‘Perhaps we need to learn to manage uncertainty and accept that not all actions can be based on ‘evidence’, because the evidence and scientific knowledge, including the impact of full lockdowns relating to this pandemic, are still emerging.’
Barely a day goes by without at least one media outlet reporting that the Government is not following the ‘science’. This claim assumes that we are all using the term science in a universal way, as if the many scientific disciplines are not distinct. Scientific findings and propositions are contestable; it is through seeking to replicate findings and testing propositions that scientific knowledge, that is, science, is progressed.
It seems that the epidemiology related to infections and associated modelling of case data has taken primacy to the neglect of other sciences, such the epidemiology of other significant health problems, such as cancer, heart disease and mental ill-health, as well as the social sciences of psychology (other than controlling pandemic behaviours), sociology and economics. The underpinning assumptions of the pandemic modelling are often not disclosed in the public announcements, with the ‘costs’ of the loss of economic activity and interrupted education for children drowned out by vociferous spokespeople. It may be that, at a time of great uncertainty, people just crave certainty, and apply any label to a discipline or claim, in a desire to understand what is going on and what they may expect. Perhaps we need to learn to manage uncertainty and accept that not all actions can be based on ‘evidence’, because the evidence and scientific knowledge, including the impact of full lockdowns relating to this pandemic, are still emerging.

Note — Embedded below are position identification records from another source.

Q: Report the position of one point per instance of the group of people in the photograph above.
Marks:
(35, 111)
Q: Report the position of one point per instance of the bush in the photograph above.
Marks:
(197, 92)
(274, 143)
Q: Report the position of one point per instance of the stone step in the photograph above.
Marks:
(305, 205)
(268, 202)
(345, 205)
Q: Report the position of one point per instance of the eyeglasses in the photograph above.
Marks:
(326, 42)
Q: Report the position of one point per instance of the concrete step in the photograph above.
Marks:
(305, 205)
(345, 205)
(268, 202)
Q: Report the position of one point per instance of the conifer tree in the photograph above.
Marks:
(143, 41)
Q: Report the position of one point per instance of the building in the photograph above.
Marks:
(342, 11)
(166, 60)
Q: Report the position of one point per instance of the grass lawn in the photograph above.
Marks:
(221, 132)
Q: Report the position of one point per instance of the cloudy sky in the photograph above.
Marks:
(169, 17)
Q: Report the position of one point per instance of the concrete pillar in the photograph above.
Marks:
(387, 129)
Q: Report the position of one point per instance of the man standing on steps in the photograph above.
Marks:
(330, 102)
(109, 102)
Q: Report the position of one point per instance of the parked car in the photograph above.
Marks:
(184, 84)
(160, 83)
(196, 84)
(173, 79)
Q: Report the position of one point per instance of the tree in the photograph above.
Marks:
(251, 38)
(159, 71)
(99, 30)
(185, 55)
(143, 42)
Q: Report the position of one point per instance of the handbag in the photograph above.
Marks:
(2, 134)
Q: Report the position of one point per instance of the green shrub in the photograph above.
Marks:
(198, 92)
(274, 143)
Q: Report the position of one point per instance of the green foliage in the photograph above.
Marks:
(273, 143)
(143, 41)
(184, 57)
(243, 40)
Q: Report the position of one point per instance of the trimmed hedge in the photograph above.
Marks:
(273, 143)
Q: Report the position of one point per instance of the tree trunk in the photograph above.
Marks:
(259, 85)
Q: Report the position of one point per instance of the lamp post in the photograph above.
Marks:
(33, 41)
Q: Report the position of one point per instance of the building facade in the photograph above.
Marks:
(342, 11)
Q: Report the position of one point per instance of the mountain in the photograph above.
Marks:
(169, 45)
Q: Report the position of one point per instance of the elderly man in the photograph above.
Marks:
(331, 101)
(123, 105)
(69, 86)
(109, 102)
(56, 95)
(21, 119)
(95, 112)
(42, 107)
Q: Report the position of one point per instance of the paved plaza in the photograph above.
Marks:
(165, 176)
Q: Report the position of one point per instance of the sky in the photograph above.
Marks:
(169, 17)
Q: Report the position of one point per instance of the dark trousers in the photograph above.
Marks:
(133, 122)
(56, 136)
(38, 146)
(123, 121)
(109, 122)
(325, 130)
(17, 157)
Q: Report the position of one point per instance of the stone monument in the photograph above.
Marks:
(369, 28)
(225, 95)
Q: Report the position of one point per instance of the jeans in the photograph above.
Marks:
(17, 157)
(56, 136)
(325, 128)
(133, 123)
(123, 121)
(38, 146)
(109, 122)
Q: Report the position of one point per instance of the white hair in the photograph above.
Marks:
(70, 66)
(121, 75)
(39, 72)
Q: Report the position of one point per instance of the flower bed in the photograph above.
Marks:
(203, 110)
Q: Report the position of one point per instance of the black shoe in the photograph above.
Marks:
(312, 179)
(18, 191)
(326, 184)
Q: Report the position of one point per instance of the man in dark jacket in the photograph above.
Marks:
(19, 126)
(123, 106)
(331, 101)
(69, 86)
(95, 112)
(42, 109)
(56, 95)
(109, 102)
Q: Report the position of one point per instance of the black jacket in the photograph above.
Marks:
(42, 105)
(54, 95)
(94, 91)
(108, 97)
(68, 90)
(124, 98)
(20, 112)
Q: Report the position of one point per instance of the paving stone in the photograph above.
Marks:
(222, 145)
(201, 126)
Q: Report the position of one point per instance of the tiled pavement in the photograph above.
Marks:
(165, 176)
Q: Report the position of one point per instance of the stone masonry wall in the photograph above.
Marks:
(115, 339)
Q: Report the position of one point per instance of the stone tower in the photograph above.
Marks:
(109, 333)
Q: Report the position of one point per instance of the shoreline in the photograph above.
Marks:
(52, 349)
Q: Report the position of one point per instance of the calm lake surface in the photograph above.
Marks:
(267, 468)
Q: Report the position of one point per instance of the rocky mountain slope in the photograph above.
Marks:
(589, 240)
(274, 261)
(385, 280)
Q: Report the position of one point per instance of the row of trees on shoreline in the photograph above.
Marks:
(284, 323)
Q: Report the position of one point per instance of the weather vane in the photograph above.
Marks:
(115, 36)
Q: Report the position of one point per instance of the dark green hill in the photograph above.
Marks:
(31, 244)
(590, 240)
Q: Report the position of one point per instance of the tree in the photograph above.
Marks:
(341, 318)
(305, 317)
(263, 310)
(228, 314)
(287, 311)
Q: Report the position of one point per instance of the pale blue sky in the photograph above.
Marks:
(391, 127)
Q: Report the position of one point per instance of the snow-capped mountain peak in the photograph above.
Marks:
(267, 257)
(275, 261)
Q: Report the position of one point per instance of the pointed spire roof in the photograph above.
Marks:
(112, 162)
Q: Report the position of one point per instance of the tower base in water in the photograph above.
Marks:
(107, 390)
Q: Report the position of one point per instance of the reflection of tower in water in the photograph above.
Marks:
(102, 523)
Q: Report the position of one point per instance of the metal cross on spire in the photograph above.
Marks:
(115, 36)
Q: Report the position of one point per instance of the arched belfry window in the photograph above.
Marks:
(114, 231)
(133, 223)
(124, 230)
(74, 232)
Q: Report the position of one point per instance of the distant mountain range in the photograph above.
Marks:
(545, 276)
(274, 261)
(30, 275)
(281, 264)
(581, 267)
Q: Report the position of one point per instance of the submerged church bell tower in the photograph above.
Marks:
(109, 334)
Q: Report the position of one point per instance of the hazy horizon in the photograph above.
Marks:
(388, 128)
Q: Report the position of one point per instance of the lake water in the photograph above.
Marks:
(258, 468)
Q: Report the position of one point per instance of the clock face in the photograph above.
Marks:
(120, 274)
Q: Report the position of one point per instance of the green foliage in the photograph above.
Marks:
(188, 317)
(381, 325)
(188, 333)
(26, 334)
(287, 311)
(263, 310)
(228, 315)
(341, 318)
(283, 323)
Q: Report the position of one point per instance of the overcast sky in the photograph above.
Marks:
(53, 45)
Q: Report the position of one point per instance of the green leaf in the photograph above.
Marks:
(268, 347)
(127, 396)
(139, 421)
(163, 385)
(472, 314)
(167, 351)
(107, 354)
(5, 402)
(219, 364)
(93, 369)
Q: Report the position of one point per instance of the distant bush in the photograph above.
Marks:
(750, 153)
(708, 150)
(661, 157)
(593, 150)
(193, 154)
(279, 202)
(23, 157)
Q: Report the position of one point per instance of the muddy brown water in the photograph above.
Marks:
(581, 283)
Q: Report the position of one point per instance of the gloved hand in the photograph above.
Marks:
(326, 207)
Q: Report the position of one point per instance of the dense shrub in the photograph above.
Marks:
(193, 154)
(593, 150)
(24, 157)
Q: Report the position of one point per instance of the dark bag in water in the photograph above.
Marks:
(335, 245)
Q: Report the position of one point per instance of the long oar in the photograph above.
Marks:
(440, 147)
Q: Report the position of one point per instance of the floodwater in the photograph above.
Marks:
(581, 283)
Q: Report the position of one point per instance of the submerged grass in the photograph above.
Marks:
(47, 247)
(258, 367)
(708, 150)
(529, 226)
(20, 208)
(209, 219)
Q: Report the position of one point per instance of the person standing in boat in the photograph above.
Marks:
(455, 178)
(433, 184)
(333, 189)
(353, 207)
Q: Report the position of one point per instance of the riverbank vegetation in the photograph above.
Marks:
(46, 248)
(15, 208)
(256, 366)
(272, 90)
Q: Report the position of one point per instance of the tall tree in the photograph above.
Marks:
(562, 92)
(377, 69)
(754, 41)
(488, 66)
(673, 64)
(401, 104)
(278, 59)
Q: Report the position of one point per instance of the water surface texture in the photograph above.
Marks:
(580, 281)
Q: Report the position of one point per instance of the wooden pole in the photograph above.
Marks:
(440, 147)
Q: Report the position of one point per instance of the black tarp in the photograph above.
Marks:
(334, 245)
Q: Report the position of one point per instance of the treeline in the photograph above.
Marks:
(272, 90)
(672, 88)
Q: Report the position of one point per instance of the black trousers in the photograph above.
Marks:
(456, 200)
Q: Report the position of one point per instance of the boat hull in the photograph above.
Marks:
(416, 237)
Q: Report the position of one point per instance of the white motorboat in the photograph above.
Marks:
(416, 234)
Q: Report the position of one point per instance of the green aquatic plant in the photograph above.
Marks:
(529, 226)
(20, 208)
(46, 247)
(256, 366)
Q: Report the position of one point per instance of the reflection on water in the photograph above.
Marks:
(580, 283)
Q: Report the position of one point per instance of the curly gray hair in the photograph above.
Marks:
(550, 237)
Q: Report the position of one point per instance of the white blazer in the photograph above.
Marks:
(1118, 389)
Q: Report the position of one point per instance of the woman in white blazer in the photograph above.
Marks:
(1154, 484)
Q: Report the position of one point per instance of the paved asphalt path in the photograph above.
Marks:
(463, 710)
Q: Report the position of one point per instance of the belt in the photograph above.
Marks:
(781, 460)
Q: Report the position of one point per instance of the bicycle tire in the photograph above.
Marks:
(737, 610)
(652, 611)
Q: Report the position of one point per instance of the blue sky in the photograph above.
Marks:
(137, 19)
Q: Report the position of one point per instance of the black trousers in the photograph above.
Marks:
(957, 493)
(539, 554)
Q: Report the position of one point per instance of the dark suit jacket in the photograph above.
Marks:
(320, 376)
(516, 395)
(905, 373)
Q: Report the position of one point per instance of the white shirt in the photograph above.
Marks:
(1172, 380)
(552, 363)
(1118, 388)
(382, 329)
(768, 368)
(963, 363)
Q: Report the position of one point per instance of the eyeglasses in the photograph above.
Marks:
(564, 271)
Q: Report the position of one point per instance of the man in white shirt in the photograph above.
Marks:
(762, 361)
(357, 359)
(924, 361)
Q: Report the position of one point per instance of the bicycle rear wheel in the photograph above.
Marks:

This notion is echoed in the debates as to whether nursing is an art or a science, and whether all nursing actions are sufficiently evidence-based. Wainwright (1999) drew upon the distinction between the terms ‘fine art’ and ‘art’ as used in everyday language and contended that describing nursing as an art, that is, a form of performing art was not useful, and that Carper's (1978) important work regarding patterns of knowing in nursing, which referred to both the science of nursing and the aesthetics of knowing, that is the art of nursing, was a product of a particular era. The debate was rekindled with reference to the caring element of nursing practice, which Corbin (2008) argued comprised alleviating the burdens and stresses of a condition, and may include the use of healing touch in nursing interventions, such as bathing or delivering a treatment, and enabling patients to manage their own condition. However, nursing was not always caring, as exemplified by Nightingale's attempt to raise the standard of nursing in the Crimean field hospitals, and caring may be difficult, especially within challenging environments with limited staff and heavy workloads (Griffiths, 2008). Ehlers (2008) extended the debate by citing evidence that nurses of different demographics and in different settings had different scores for caring attributes, with older nurses and those working in long-term settings having higher scores. Norman and Ryrie (2009) argued that both ‘artistic’ relationship-focused practice and ‘scientific’ evidence-based practice should be drawn upon to deliver high-quality nursing care.
More recently, Davidson (2019), while reflecting on the history of nursing ahead of 2020 the year of the nurse, asserted that nursing must be defined as a scientific discipline if it helps to attract ‘the brightest and the best students’ into the profession. The UK desperately needs competent, caring and confident nurses who can overcome the environmental challenges of the NHS to deliver high-quality nursing based on what clients need, rather than what nurses value.